Last week, Idaho’s Congressional delegation, which includes senators Mike Crapo, Jim Risch as well as representatives Mike Simpson and Russ Fulcher, demanded a response to the state’s grizzly bear delisting petition.  In Thursday’s letter, to U.S. Fish and Wildlife Service Director Martha Williams, the lawmakers said:


“Idahoans have a unique interest in the delisting of the grizzly bear due to a recent and significant increase in depredation events within the state.  Over the past five years, Idaho’s Boundary and Bonner Counties annually experienced two to three grizzly bear depredation events.  This year that number was 21.


“As grizzly bear populations continue to meet and exceed recovery targets, human-bear interactions will also increase,” the letter continued. “Pending resolution of Idaho’s petition to delist the grizzly bear population in the lower 48 states, we request that USFWS devote more of the resources that are currently allocated to preventing human-bear interactions on the regional scale to Idaho.”

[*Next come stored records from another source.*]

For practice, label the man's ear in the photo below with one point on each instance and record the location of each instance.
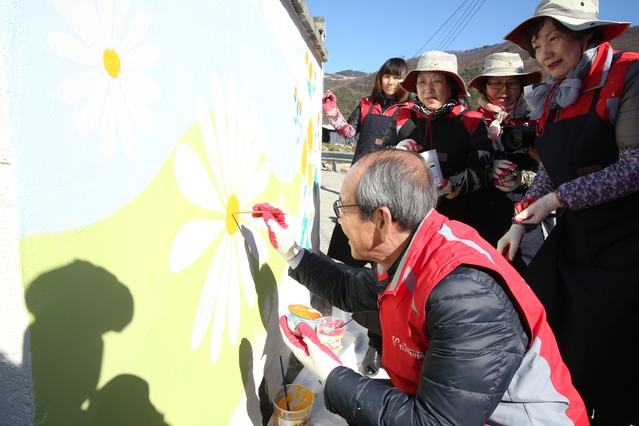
(383, 221)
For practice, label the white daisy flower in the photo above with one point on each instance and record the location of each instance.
(236, 184)
(111, 84)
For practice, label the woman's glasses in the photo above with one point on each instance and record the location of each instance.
(338, 206)
(498, 85)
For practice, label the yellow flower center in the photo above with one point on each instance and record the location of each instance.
(231, 219)
(111, 62)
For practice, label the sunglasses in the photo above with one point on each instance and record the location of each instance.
(498, 85)
(338, 206)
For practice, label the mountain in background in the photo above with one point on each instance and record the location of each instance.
(351, 86)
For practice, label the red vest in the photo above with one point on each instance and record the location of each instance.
(610, 92)
(438, 247)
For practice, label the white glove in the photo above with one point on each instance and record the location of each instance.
(409, 145)
(506, 177)
(539, 209)
(281, 232)
(444, 188)
(307, 348)
(509, 243)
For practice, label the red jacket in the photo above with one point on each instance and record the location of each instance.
(438, 248)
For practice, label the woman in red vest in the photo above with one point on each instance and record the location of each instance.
(501, 86)
(369, 120)
(587, 272)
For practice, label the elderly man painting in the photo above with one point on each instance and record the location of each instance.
(468, 343)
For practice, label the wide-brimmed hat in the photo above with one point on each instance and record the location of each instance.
(577, 15)
(505, 64)
(435, 61)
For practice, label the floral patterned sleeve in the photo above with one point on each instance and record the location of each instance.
(615, 181)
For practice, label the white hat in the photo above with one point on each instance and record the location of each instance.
(505, 64)
(577, 15)
(435, 61)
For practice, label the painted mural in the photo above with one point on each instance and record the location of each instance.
(144, 131)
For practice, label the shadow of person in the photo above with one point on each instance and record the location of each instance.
(258, 403)
(73, 307)
(124, 401)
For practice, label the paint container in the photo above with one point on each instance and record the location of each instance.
(432, 162)
(302, 313)
(330, 331)
(300, 400)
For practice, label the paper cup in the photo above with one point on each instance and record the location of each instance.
(330, 331)
(432, 162)
(300, 402)
(302, 313)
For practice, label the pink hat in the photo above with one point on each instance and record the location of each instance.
(577, 15)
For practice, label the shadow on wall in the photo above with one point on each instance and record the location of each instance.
(73, 307)
(15, 393)
(258, 404)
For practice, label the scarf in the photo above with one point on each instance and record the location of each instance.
(502, 115)
(564, 92)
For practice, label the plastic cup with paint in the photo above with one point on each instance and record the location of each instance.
(302, 313)
(432, 162)
(330, 331)
(300, 403)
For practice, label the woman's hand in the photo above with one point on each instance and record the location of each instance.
(506, 177)
(539, 209)
(329, 102)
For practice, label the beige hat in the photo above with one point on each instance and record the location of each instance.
(435, 61)
(505, 64)
(578, 15)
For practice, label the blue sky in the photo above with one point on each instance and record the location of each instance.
(362, 34)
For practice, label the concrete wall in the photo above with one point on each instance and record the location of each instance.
(130, 132)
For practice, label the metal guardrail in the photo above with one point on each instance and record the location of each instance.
(335, 156)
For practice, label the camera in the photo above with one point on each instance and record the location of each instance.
(518, 138)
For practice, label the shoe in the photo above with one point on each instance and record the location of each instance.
(371, 363)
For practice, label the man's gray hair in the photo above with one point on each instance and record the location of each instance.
(399, 180)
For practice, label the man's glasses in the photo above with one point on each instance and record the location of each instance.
(498, 85)
(338, 206)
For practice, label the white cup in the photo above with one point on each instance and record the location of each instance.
(432, 162)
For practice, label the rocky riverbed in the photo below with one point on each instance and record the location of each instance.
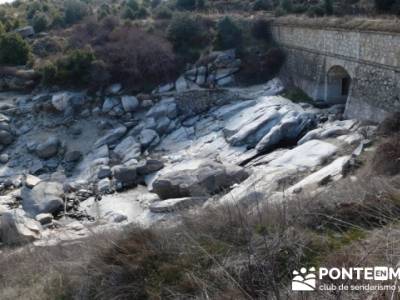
(73, 164)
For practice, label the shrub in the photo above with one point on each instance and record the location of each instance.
(262, 5)
(261, 30)
(316, 11)
(40, 22)
(46, 46)
(163, 12)
(287, 5)
(384, 5)
(137, 58)
(186, 4)
(328, 7)
(75, 11)
(14, 50)
(229, 35)
(72, 69)
(259, 68)
(185, 32)
(299, 8)
(386, 160)
(390, 125)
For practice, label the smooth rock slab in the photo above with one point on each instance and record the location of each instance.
(209, 178)
(331, 172)
(129, 103)
(172, 205)
(308, 155)
(128, 149)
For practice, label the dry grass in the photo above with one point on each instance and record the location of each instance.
(389, 24)
(229, 252)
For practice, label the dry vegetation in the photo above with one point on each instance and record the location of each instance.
(380, 23)
(230, 252)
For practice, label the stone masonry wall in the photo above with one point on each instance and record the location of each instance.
(372, 60)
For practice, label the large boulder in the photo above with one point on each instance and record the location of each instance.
(44, 197)
(166, 107)
(149, 166)
(49, 148)
(129, 103)
(128, 149)
(268, 123)
(172, 205)
(126, 176)
(148, 137)
(15, 228)
(208, 178)
(6, 137)
(111, 136)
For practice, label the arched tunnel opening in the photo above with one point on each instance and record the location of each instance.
(338, 83)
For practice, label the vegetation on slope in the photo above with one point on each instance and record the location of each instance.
(227, 252)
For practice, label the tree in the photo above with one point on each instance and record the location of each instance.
(75, 11)
(286, 5)
(40, 22)
(328, 6)
(184, 32)
(14, 50)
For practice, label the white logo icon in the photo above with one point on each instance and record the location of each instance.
(306, 280)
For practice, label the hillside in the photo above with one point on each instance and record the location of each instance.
(199, 149)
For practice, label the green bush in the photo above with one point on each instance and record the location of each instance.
(299, 8)
(186, 4)
(287, 5)
(162, 12)
(185, 32)
(40, 22)
(229, 35)
(328, 6)
(71, 69)
(261, 30)
(75, 11)
(262, 5)
(384, 5)
(133, 11)
(14, 50)
(316, 11)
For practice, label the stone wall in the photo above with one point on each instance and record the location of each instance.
(372, 59)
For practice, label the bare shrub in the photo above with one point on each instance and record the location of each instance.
(390, 125)
(136, 58)
(386, 160)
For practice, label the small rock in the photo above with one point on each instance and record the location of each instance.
(44, 218)
(127, 176)
(49, 148)
(149, 166)
(4, 158)
(45, 197)
(73, 156)
(31, 181)
(129, 103)
(6, 137)
(114, 89)
(148, 137)
(104, 186)
(104, 172)
(111, 136)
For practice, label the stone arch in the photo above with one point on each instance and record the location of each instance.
(338, 84)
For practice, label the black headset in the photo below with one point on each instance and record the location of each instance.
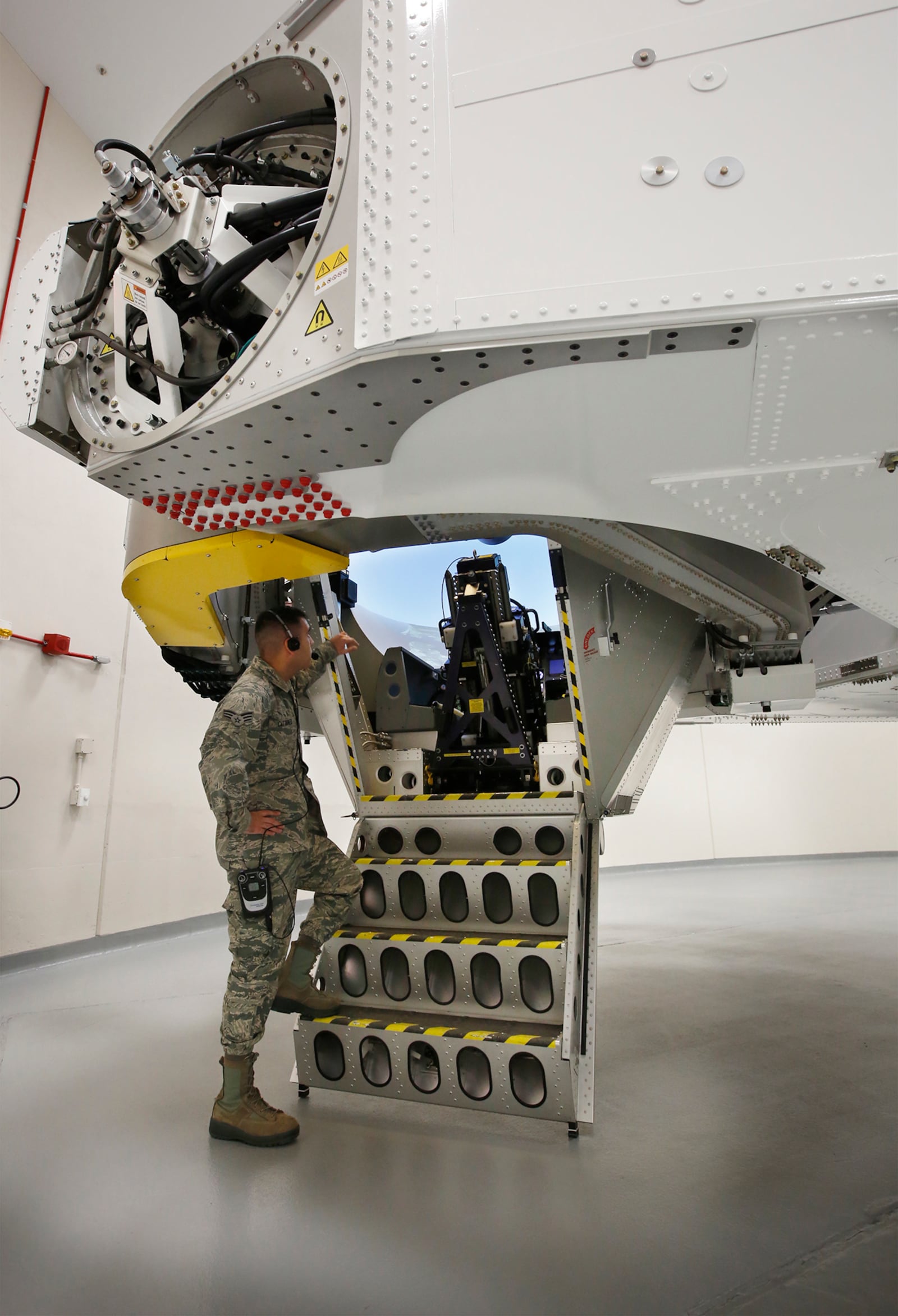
(292, 643)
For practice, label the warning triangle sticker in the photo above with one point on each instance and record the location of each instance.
(321, 319)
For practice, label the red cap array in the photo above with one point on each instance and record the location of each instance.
(261, 504)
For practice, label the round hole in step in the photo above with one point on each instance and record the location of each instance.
(550, 840)
(507, 840)
(390, 840)
(428, 840)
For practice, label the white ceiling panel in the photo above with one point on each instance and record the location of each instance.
(155, 56)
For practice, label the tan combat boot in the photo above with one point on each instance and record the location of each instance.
(242, 1115)
(296, 993)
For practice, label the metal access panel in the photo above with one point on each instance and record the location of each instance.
(480, 837)
(515, 980)
(630, 653)
(438, 1062)
(525, 899)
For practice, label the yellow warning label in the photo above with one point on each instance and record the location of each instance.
(321, 319)
(332, 268)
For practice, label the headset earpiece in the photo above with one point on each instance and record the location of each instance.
(292, 643)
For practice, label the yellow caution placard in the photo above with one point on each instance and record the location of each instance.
(332, 269)
(321, 319)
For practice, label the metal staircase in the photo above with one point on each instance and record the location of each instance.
(463, 974)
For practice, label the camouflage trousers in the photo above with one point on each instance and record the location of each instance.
(258, 954)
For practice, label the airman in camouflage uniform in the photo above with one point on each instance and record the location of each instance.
(269, 816)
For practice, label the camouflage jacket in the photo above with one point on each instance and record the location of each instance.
(251, 758)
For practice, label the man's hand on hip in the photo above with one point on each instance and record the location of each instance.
(345, 644)
(265, 821)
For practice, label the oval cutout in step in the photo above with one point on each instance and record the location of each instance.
(535, 980)
(454, 897)
(373, 898)
(487, 981)
(528, 1080)
(424, 1068)
(474, 1074)
(354, 980)
(375, 1061)
(413, 902)
(542, 894)
(439, 977)
(395, 973)
(497, 898)
(329, 1056)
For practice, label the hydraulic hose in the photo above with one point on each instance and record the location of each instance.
(114, 144)
(286, 208)
(236, 270)
(304, 119)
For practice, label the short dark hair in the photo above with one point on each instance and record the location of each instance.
(275, 619)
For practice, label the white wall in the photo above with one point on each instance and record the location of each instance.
(721, 793)
(143, 852)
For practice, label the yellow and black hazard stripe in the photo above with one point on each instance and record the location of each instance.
(479, 1035)
(482, 795)
(345, 720)
(485, 863)
(575, 693)
(449, 939)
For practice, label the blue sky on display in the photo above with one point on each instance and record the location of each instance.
(405, 583)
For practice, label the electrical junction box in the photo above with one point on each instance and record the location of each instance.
(784, 689)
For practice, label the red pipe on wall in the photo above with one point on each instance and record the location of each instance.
(21, 217)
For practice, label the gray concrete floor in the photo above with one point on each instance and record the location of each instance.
(743, 1154)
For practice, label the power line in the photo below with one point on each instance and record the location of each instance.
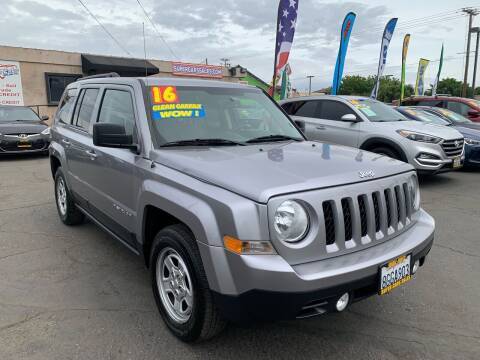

The grizzly bear was placed on the threatened species list in 1975.  In 2017, the USFWS removed the Greater Yellowstone Ecosystem population of the grizzly bear from the endangered species list, citing a significant increase in bear populations and a doubling of their range land.  In September 2018, a federal judge in Montana ruled to put the grizzly bear back on the endangered species list.  The state of Wyoming appealed the decision, and in July 2020 a federal appeals court in San Francisco upheld the continued protections for the grizzly bear.


The State of Idaho submitted a petition to the USFWS on March 9, 2022 to delist the grizzly bear in the “Lower 48” United States.  The agency, the delegation noted, has failed to review the petition within the 90-day timeframe required by the Endangered Species Act and has still not responded to Idaho’s petition.